Every essay in this collection honors spiritual being; and each intends to transcend conventional scholarship. Scholarship has its place, but too often it becomes subjectivity in fancy dress. Reason is a tool, after all, and not a god, despite its fervent, blasphemous worship by the proof-eaters, who survey and amass it like so much slop in a sty. Modern scholarship is little but acquiescence to the prevailing worldview, an outward manifestation of the crisis of modernity; it is the apotheosizing of reason, the bellowing of the quantity. To rail against such servility pleases our spirit and honors our ancestors. We should always use reason as the mere tool that it is and subordinate it to something ever holier: the will of the Germanic man.
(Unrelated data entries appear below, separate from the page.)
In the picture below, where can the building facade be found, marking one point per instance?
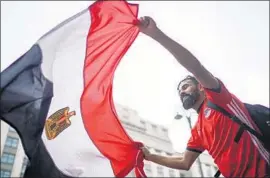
(155, 137)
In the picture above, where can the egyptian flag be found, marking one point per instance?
(58, 96)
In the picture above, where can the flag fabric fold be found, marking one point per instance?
(58, 96)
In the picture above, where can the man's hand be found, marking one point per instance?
(148, 26)
(146, 153)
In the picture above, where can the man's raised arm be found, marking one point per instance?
(148, 26)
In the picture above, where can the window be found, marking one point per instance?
(165, 131)
(142, 122)
(154, 127)
(158, 151)
(12, 129)
(7, 158)
(24, 165)
(5, 173)
(12, 142)
(171, 173)
(160, 171)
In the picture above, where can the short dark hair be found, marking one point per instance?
(189, 77)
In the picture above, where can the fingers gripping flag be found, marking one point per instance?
(58, 96)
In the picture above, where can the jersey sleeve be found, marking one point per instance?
(195, 143)
(220, 96)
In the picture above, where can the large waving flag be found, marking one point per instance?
(58, 96)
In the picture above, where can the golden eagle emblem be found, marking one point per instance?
(58, 122)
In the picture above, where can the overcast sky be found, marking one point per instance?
(230, 38)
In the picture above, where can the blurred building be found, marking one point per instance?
(13, 159)
(155, 137)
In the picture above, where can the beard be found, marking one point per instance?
(189, 100)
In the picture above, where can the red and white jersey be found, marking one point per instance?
(215, 133)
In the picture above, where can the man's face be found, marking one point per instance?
(189, 93)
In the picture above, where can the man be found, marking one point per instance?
(213, 131)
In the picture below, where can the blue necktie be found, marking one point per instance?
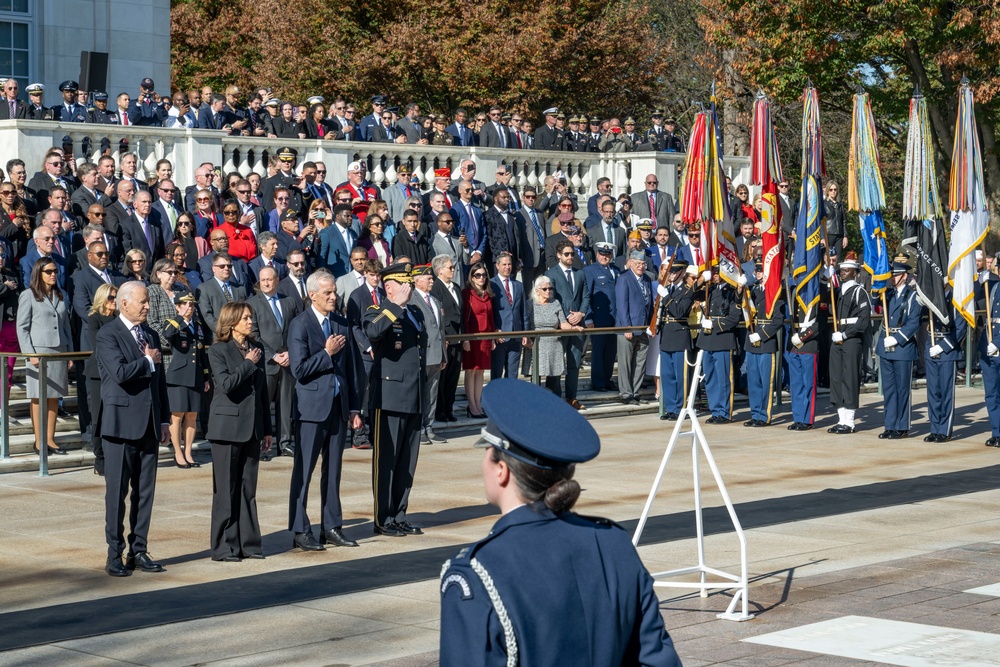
(277, 312)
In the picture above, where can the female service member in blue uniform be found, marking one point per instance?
(546, 586)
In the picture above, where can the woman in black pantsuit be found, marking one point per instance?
(239, 429)
(101, 312)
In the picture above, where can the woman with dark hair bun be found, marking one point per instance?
(546, 586)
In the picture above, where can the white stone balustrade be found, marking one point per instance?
(186, 149)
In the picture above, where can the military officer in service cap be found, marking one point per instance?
(398, 338)
(70, 111)
(896, 348)
(546, 586)
(676, 299)
(942, 352)
(762, 350)
(853, 317)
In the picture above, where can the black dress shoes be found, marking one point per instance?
(115, 568)
(408, 529)
(307, 542)
(390, 528)
(336, 537)
(143, 562)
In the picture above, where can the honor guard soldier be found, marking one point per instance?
(802, 365)
(676, 300)
(853, 317)
(513, 598)
(989, 362)
(395, 393)
(716, 340)
(36, 110)
(897, 350)
(942, 352)
(761, 351)
(70, 111)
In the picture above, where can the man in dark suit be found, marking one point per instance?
(607, 229)
(143, 230)
(461, 135)
(10, 106)
(634, 306)
(502, 231)
(570, 288)
(547, 137)
(399, 343)
(326, 368)
(133, 421)
(219, 290)
(408, 243)
(510, 313)
(220, 244)
(273, 314)
(87, 194)
(449, 294)
(495, 134)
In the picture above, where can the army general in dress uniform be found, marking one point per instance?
(546, 586)
(398, 338)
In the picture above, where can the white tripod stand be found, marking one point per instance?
(726, 580)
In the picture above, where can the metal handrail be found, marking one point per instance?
(43, 409)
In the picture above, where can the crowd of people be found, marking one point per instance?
(236, 300)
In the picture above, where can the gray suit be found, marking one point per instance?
(436, 350)
(211, 299)
(665, 209)
(274, 338)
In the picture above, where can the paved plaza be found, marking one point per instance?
(862, 551)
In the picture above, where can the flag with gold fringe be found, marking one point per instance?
(967, 202)
(866, 193)
(923, 228)
(765, 168)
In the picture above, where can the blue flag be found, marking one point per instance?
(876, 253)
(808, 257)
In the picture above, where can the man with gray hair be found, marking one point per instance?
(326, 369)
(134, 421)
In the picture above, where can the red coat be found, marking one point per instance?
(477, 317)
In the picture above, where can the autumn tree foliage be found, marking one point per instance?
(588, 55)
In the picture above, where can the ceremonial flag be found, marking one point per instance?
(923, 229)
(967, 201)
(865, 192)
(808, 258)
(765, 171)
(808, 246)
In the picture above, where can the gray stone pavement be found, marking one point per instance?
(836, 525)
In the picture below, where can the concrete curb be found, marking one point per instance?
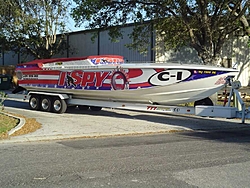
(19, 125)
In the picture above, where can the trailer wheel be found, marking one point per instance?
(34, 102)
(95, 108)
(206, 102)
(59, 106)
(83, 107)
(46, 103)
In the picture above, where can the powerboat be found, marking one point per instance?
(111, 78)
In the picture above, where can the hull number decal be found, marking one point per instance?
(169, 77)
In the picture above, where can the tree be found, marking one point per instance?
(31, 27)
(201, 24)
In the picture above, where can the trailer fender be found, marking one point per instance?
(60, 95)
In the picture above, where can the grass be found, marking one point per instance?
(7, 123)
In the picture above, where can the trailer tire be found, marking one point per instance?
(206, 102)
(46, 103)
(34, 102)
(95, 108)
(83, 107)
(59, 105)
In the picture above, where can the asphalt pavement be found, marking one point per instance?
(110, 122)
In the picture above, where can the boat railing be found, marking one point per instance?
(177, 62)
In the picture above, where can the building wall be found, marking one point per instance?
(81, 44)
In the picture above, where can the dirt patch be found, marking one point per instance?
(31, 125)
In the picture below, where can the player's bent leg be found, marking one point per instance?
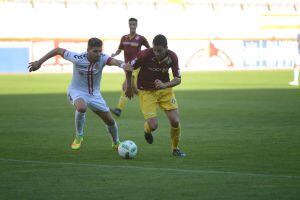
(122, 102)
(111, 126)
(173, 117)
(80, 117)
(149, 126)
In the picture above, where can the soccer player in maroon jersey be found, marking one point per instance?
(155, 88)
(131, 44)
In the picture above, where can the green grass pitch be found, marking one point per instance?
(240, 130)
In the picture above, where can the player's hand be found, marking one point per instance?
(128, 67)
(159, 84)
(129, 92)
(33, 66)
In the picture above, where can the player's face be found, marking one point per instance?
(94, 54)
(159, 51)
(132, 26)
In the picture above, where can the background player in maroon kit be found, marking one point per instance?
(155, 88)
(131, 44)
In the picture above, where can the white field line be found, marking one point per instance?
(182, 171)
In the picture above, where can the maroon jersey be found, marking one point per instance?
(132, 46)
(152, 69)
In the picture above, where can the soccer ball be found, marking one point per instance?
(127, 149)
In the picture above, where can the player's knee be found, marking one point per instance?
(110, 122)
(175, 123)
(153, 126)
(81, 109)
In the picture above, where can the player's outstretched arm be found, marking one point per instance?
(35, 65)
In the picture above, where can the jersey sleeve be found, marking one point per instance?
(72, 56)
(121, 44)
(106, 59)
(145, 43)
(175, 66)
(137, 61)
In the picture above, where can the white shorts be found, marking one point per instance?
(94, 102)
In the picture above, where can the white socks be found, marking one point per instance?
(296, 75)
(113, 131)
(79, 123)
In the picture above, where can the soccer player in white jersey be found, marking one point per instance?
(84, 90)
(295, 82)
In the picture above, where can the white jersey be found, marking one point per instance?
(86, 76)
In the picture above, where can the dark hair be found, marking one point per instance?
(160, 40)
(132, 20)
(95, 42)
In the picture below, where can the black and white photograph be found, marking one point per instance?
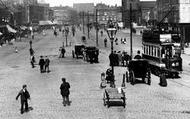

This collection adds to a tradition that is under attack. It is a great and noble tradition culminating in the oft-misrepresented writings of Friedrich Nietzsche and Alfred Rosenberg; in the steadfast heroism of Hans-Ulrich Rudel and Léon Degrelle; and in the glory- and merit-based brilliance of Napoleon. It is a tradition as ancient as the seas surrounding primeval Hyperborea and as recent as the Third Reich. It reflects the history of the true European culture that beckons its future destiny; without it, we will all simply melt into a rootless mass of faceless producers and consumers - exactly as the golems of modernity wish.
A testament to our ancestors, descendants, and the Divine Order that binds them, this work details our tradition's cyclical rise and fall. And though we have fallen into a darkening night, we anticipate the promise of a coming revelation. Hail the lightning, hail the sun! Hail the dawn before it comes!